May 29, 2007
Advice to Myself
Listen (RealAudio) | How to listen
Poem: "Advice to Myself" by Louise Erdrich, from Original Fire: Selected and New Poems. © Harper Collins Publishers, 2003. Reprinted with permission.(buy now)
Advice to Myself
Leave the dishes.
Let the celery rot in the bottom drawer of the refrigerator
and an earthen scum harden on the kitchen floor.
Leave the black crumbs in the bottom of the toaster.
Throw the cracked bowl out and don't patch the cup.
Don't patch anything. Don't mend. Buy safety pins.
Don't even sew on a button.
Let the wind have its way, then the earth
that invades as dust and then the dead
foaming up in gray rolls underneath the couch.
Talk to them. Tell them they are welcome.
Don't keep all the pieces of the puzzles
or the doll's tiny shoes in pairs, don't worry
who uses whose toothbrush or if anything
matches, at all.
Except one word to another. Or a thought.
Pursue the authentic-decide first
what is authentic,
then go after it with all your heart.
Your heart, that place
you don't even think of cleaning out.
That closet stuffed with savage mementos.
Don't sort the paper clips from screws from saved baby teeth
or worry if we're all eating cereal for dinner
again. Don't answer the telephone, ever,
or weep over anything at all that breaks.
Pink molds will grow within those sealed cartons
in the refrigerator.
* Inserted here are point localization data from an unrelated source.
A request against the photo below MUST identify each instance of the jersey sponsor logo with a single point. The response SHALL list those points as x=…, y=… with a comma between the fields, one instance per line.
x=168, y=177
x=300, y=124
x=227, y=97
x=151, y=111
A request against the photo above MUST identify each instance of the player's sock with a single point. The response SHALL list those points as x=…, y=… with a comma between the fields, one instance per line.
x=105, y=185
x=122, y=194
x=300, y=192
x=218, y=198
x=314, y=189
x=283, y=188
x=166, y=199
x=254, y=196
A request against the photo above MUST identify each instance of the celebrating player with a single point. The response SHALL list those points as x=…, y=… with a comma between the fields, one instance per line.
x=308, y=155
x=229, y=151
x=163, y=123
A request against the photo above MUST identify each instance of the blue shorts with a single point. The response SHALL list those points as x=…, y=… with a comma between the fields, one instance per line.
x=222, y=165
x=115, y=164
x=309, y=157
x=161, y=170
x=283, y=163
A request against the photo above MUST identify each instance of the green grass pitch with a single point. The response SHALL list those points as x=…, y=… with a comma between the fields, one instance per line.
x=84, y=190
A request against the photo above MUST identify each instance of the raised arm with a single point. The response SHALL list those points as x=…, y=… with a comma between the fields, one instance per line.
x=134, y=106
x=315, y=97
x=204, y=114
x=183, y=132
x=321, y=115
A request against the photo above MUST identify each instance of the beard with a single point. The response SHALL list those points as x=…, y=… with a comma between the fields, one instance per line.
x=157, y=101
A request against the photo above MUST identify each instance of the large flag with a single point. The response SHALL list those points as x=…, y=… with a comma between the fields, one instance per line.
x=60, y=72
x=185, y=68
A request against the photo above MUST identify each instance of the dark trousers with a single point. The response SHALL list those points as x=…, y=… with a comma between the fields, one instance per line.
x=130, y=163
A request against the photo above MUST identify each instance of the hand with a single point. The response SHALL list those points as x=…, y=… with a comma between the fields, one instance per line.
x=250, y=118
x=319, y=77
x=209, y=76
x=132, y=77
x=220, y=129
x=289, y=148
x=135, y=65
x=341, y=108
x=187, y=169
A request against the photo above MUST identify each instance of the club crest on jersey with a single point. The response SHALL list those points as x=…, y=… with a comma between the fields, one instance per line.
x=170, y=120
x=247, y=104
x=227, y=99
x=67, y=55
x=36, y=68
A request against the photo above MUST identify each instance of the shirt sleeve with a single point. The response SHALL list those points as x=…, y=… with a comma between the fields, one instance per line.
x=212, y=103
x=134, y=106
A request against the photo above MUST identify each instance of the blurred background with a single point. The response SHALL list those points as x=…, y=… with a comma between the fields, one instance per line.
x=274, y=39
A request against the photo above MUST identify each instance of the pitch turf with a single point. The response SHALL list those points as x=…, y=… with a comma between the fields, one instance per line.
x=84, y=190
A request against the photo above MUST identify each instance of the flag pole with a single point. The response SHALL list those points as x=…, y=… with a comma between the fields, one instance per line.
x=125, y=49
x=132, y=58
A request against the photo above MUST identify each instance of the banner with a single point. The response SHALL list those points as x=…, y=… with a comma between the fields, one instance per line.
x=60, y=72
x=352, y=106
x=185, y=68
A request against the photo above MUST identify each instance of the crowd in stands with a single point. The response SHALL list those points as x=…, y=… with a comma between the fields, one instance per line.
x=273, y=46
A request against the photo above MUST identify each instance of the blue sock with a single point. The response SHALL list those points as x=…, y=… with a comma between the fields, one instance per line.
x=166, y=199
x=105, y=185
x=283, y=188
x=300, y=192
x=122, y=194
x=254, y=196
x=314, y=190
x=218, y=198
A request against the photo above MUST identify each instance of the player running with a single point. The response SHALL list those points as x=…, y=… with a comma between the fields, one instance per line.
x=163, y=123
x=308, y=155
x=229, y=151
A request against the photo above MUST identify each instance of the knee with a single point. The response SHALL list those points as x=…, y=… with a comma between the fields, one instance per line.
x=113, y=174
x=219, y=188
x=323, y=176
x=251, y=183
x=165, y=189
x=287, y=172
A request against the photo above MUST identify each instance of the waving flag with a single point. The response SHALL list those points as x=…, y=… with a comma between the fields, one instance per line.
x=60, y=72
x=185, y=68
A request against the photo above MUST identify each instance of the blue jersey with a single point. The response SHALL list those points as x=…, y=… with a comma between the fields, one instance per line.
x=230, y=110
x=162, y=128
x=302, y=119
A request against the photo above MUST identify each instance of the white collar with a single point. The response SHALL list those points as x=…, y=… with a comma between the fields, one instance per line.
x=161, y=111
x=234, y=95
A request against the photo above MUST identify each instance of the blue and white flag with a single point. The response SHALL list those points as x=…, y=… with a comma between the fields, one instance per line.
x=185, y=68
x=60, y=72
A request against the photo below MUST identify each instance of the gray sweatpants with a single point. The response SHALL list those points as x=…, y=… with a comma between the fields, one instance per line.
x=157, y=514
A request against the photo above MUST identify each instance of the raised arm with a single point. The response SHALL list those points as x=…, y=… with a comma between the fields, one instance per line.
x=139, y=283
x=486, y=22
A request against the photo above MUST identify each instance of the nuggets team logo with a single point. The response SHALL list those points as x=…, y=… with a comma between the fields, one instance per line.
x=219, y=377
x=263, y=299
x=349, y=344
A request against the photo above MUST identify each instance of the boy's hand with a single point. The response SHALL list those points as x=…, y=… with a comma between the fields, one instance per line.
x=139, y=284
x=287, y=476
Accept new forms of life
and talk to the dead
who drift in though the screened windows, who collect
patiently on the tops of food jars and books.
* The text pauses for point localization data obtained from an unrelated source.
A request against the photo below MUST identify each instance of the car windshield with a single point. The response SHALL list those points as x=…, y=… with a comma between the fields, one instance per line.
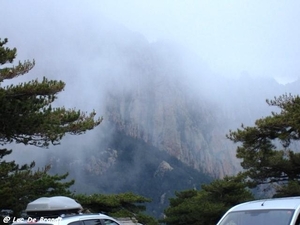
x=258, y=217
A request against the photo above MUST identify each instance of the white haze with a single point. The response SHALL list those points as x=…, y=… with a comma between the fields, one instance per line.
x=259, y=37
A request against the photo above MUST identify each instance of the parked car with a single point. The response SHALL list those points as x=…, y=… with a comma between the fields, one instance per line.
x=61, y=210
x=277, y=211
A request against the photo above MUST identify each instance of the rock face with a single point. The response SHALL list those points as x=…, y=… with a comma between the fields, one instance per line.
x=163, y=109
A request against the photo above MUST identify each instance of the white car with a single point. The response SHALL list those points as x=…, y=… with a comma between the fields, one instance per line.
x=60, y=210
x=277, y=211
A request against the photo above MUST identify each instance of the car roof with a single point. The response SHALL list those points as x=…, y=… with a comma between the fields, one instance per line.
x=275, y=203
x=68, y=219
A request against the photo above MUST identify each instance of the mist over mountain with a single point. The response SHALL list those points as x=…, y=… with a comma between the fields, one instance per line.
x=166, y=113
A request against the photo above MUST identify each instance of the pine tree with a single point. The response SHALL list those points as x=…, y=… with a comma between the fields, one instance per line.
x=269, y=150
x=27, y=117
x=26, y=113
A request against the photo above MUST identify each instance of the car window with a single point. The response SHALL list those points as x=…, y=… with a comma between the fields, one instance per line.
x=109, y=222
x=92, y=222
x=76, y=223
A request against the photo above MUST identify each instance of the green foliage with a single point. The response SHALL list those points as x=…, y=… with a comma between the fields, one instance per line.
x=21, y=184
x=27, y=116
x=26, y=113
x=117, y=205
x=209, y=204
x=265, y=148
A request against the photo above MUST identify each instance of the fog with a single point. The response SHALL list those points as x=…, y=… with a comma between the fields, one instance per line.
x=87, y=43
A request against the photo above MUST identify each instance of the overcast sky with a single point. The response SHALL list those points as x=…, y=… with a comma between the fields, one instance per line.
x=259, y=37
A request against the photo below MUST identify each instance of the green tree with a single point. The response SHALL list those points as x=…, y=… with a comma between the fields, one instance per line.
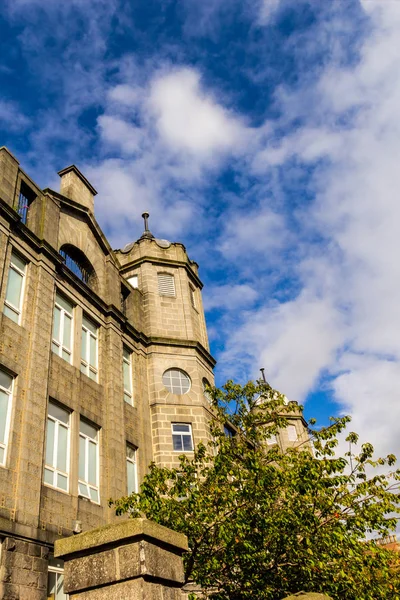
x=262, y=523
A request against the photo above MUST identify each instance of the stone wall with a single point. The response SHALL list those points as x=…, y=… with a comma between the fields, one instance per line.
x=23, y=571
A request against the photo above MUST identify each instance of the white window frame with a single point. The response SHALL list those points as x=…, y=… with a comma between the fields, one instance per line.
x=86, y=367
x=60, y=343
x=85, y=482
x=206, y=394
x=9, y=391
x=131, y=461
x=58, y=423
x=166, y=284
x=17, y=310
x=272, y=440
x=133, y=280
x=182, y=434
x=127, y=364
x=167, y=377
x=59, y=572
x=292, y=433
x=192, y=292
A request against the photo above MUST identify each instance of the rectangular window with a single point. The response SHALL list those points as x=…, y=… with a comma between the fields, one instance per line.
x=192, y=292
x=55, y=581
x=15, y=288
x=62, y=328
x=88, y=484
x=89, y=349
x=6, y=389
x=127, y=370
x=56, y=471
x=166, y=284
x=131, y=471
x=133, y=280
x=182, y=437
x=292, y=433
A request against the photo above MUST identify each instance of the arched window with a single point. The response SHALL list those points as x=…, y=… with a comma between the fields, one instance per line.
x=206, y=391
x=77, y=262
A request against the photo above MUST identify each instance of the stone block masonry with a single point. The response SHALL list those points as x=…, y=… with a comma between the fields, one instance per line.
x=23, y=571
x=135, y=559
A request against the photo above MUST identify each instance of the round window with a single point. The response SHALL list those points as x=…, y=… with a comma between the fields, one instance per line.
x=206, y=392
x=176, y=381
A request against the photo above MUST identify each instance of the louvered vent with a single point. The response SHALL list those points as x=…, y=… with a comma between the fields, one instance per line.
x=166, y=284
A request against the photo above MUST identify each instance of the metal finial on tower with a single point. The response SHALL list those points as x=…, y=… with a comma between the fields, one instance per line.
x=147, y=233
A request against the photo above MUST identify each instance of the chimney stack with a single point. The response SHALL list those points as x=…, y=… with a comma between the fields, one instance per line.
x=75, y=186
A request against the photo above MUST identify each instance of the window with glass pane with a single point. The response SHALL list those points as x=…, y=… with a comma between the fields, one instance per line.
x=205, y=384
x=63, y=328
x=89, y=360
x=6, y=388
x=56, y=470
x=15, y=288
x=127, y=372
x=55, y=581
x=131, y=471
x=192, y=292
x=176, y=381
x=88, y=484
x=182, y=437
x=292, y=433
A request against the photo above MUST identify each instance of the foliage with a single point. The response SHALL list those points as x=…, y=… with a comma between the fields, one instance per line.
x=262, y=523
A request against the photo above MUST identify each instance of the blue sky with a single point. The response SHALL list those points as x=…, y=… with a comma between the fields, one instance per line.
x=264, y=135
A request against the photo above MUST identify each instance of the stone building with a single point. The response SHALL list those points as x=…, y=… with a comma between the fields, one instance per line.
x=104, y=359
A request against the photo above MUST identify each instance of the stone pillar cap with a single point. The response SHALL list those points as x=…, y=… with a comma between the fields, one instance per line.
x=307, y=596
x=117, y=534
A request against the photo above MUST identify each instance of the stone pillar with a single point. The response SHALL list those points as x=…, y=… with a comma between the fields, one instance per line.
x=23, y=572
x=130, y=560
x=307, y=596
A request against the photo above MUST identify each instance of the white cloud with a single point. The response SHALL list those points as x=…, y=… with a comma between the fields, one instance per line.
x=166, y=133
x=11, y=117
x=188, y=119
x=350, y=298
x=255, y=231
x=268, y=9
x=117, y=132
x=124, y=94
x=230, y=296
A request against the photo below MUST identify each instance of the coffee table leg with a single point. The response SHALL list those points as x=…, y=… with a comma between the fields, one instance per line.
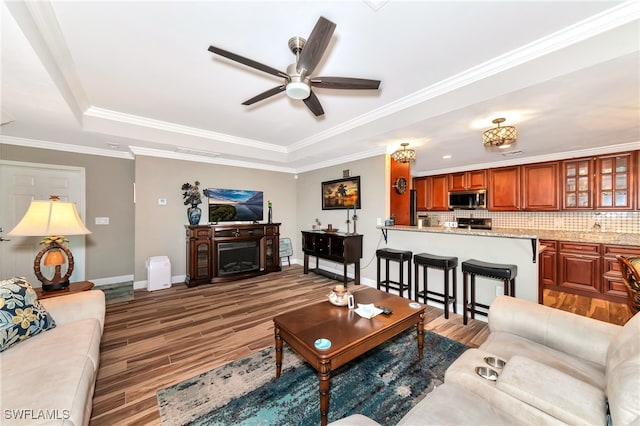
x=323, y=376
x=278, y=351
x=420, y=327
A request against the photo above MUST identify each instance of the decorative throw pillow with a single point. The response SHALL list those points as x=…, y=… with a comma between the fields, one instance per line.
x=21, y=314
Recycle the mail, don't read it, don't read anything
except what destroys
the insulation between yourself and your experience
or what pulls down or what strikes at or what shatters
this ruse you call necessity.
Literary and Historical Notes:
It was on this day in 1913 that The Rite of Spring premiered at the Théâtre des ChampsÉlysées in Paris, a ballet with choreography by Vaslav Nijinsky and music by Igor Stravinsky.
Stravinsky drew on dozens of Russian folk songs for the melodies, but instead of using those melodies in any conventional way, he chopped them up and threw them together into a dissonant collage of sounds with a relentless staccato rhythm. He composed the piece on a piano in a rented cottage, and a boy working outside his window kept shouting up at him that the chords were all wrong.
The theater director, Sergei Diaghilev, knew that the ballet could cause a scandal, and he fanned the flames by inviting people to the performance who he knew would hate it. But no one could have known how violently the crowd would react. It was unseasonably hot on this evening in 1913, so it's possible that the audience was more restless than usual. The audience sat quietly through the first several minutes of the piece, but when the music suddenly turned harsh and dissonant, people in the audience began to shout at the stage.
Fights broke out between the audience members. People who were enjoying the music attacked those who were booing. People spat in each other's faces. Men exchanged cards in order to fight duels the next day. The police were called to remove hecklers between the first and the second act, but the disruption continued. Stravinsky was so upset by the response that he left his seat in disgust.
It was one of the most legendary artistic moments of the 20th century. Almost overnight, Stravinsky became one of the most famous artists in the world.
It's the birthday of the 35th president of the United States, John F. Kennedy (books by this author), born in Brookline, Massachusetts (1917). In 1960, he was the youngest person ever elected president of the United States, and many people saw him as a symbol of freshness and youth. Part of his personal story was that, during World War II, he was serving on a tiny ship that got rammed and cut in half by a Japanese destroyer. He saved several of his crewmen from drowning.
But something that almost no one knew about John F. Kennedy was that he had suffered from numerous medical problems for most of his life. He had Addison's disease, which required frequent injections of cortisone. He also suffered from mysterious digestive problems and terrible back pains. He had to wear a corset-like back brace at all times.
Kennedy was in terrible pain and didn't complain about his back or his stomach problems while he campaigned for a House seat in 1946. In 1952, he ran for the U.S. Senate, and he was one of the few Democrats to win a race in a year when Eisenhower swept a lot of Republicans into office. But soon after the race, X-rays showed that parts of his spine had collapsed. He couldn't tie his own shoes or walk without crutches. He finally decided to try a risky operation to fuse his vertebrae. He fell into a coma during the procedure and was given last rites. He recovered, but had to spend six months in bed.
The surgery made it possible for Kennedy to walk, but he could not bend his back forward or backward at all, and could barely turn himself over in bed or sit in a low chair. The media reported that he had recovered completely. During the election of 1960, Nixon operatives apparently tried to break into Kennedy's doctor's office to steal his medical records, but the records were stored under a code name, so they were never found. No one but his closest family members and his doctors knew of his true condition.